Dierks The most serious/significant medical adverse events (i.e., those from which we have the most to learn) tend to be those that evolve over time, have a poorly defined initiating point and multiple junctures where recovery is possible, but is either not initiated or is inadequate or incomplete. What these complex adverse events really represent are a series of 'micro-states' from which a transition to either recovery or injury may be determined by a wide range of human and system-based factors. Unfortunately, from the eyes of the front-line agents who are involved in the event and who typically report the event, there is a tendency to focus almost exclusively on the end state. During the course of introspection, documentation, discussion and causal analysis, it is rare for most providers to consider more than one or two steps prior to the end states, and the conditions that enabled that final transition. I will discuss our current work, which focuses on a more comprehensive framework to elicit and analyze adverse event data in ways that can help healthcare providers to understand these events in a broader context.

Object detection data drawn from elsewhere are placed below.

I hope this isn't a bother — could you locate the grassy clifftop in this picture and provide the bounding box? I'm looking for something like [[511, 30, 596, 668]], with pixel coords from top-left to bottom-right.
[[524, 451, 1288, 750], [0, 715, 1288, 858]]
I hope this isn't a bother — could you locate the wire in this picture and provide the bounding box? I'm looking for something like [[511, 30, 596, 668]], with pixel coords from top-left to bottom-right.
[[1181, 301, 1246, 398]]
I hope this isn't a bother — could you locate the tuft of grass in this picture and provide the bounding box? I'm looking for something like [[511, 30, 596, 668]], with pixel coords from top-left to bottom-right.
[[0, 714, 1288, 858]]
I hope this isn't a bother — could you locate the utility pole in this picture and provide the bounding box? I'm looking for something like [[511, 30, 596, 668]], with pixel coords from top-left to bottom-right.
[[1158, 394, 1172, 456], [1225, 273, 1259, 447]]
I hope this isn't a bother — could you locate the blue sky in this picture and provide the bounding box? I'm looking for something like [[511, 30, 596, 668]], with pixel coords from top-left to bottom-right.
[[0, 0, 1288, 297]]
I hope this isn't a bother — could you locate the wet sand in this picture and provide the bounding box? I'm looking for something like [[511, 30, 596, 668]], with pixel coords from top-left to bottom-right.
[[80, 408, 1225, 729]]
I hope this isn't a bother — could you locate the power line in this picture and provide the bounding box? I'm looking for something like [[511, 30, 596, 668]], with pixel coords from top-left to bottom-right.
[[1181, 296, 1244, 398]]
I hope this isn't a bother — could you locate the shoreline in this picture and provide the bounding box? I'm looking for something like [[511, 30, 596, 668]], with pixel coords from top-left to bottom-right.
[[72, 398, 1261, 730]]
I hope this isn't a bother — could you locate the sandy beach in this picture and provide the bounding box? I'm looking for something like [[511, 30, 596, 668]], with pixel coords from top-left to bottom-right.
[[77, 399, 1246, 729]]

Powell The US Food and Drug Administration (FDA)-funded Medical Product Safety Network (MedSun) has been collecting reports and special survey data concerning post market problems with medical devices and biologics (including, but not limited to, serious adverse events) from a sample of US hospitals since 2002. Some of the most important reports, according to FDA analysts, have been those where no patient harm has been involved (at least as yet). In addition, there is considerable interest in MedSun reports about problems that may be interpreted as "use error" that could indicate the need for changes in product design or labeling. Ms. Powell will discuss feedback provided to the nation's hospitals from the project, and some of the major actions that FDA and manufacturers have taken to protect patients and/or healthcare providers from harm where MedSun reports have made an important contribution.
Donchin There is no substitute for an accident as a warning sign that something is wrong in a system. In order to learn what needs to be known, look into the system's details. Organizations can be their own worst enemy in this regard. Litigation can make event investigation seem too complicated. To avoid that, a formal investigation is postponed and a "second" story is created. We are left to study an adverse event without the benefit of a detailed investigation of the system. Two cases will illustrate this point. In the first, four patients during one shift were injected with 2 ml of Adrenalin instead of Morphine. In the other, the skin of a patient was cleaned before an injection with an acid, rather than with alcohol. This led us to track the way a cleaning solution makes its way from the hospital storage place to the drug cabinet.
Healthcare's distinct difference from other high hazard sectors requires a unique approach.
Effective healthcare adverse event investigation requires impartial, qualified experts who have detailed domain knowledge, use diverse investigation methods, and remain impartial in the face of stakeholder interests. It also depends on the resolution of issues that span clinical practice, healthcare organization management, and regulatory and governmental agencies. Collaboration among these interested parties will open the way to the scientific collection of data that can serve as a foundation for effective measures to improve patient safety.